Why were phones banned in schools? What decisions caused phones to be banned?
It all started in 2019 when California’s Governor Gavin Newsom signed Assembly Bill 272. Assembly Bill 272 gave school districts the power to regulate the use of phones during school hours. The law promoted local control but did not require districts to take action.
In 2024 Governor Gavin Newsom signed (The Phone-Free School Act) or Assembly Bill 3616, building on excessive smartphone use, anxiety, depression, distraction, and reduced learning. The bipartisan law requires every school district, charter school, and county office of education in California to develop a policy that limits or prohibits cellphone use during school hours by July 1, 2026.
AB 3616 mandates that the policies should be put in place with input from student, parent, and educators but must include clear safety expectations. Students can be allowed to use their phones during emergencies, perceived threats, medical needs, or when a teacher, administrator, or individualized education program allows it. The law aims to reduce digital distractions while preserving student safety and access to support.

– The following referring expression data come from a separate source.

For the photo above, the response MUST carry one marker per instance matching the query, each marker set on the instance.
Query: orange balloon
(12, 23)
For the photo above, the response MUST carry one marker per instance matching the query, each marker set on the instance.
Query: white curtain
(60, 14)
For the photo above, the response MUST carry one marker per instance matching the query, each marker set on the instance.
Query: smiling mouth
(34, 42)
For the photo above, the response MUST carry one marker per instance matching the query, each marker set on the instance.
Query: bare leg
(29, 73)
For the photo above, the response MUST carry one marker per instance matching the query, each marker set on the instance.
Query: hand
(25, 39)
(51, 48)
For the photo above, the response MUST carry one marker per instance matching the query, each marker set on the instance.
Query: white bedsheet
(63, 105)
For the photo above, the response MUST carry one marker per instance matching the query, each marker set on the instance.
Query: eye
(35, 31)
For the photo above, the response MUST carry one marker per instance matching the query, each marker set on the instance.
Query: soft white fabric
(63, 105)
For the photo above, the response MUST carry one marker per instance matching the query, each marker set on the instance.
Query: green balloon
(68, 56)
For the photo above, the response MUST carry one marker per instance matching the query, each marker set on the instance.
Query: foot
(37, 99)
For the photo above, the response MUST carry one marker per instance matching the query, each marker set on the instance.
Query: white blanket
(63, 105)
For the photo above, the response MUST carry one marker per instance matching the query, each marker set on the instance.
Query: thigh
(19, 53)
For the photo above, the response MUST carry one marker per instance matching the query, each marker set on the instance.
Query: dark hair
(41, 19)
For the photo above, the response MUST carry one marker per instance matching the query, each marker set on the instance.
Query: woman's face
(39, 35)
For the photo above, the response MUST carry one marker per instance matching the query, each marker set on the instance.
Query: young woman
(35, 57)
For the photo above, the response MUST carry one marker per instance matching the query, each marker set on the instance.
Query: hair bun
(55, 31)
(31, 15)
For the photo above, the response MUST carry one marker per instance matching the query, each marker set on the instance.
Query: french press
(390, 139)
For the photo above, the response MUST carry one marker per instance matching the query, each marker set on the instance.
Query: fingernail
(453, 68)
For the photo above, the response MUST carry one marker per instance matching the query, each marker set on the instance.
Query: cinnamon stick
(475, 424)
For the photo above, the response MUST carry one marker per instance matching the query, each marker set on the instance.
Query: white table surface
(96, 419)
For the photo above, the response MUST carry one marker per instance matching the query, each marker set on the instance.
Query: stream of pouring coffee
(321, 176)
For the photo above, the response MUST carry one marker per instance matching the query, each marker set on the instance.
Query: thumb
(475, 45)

Phones were banned in school with the goals of improving focus, student retention, mental health, and learning, but reality shows that alone policy cannot solve a deeply ingrained issue. While AB 3616 requires phone districts to limit or ban cellphone use, experience with Yondr pouches in schools like LAUSD shows the disconnect between intention and execution. Students ability to bypass the product by hacking them, using magnets or avoiding them altogether. Demonstrates that enforcement strategies often fail to account for student creativity, and reliance on technology.
The evidence suggests that simply does not eliminate distractions; instead, it exposes the limitation of one size-fit-all-solutions. As districts move forward under the new law, meaningful student, parent, and educator input will be crucial to create policies that are realistic, enforceable, effective, without addressing why students feel the need to stay constantly connected, phone bans risks becoming symbolic gestures rather than lasting solutions to digital distractions in schools.
Overall the debate over phone bans and the use of Yondr pouches at schools remain a current and ongoing issue. While laws like AB 3616 reflect a spurious effort to address student distraction, mental health and learning outcomes, their real world effectiveness is still unfolding. School districts are actively experimenting with different enforcement strategies, and students continue to find ways around them.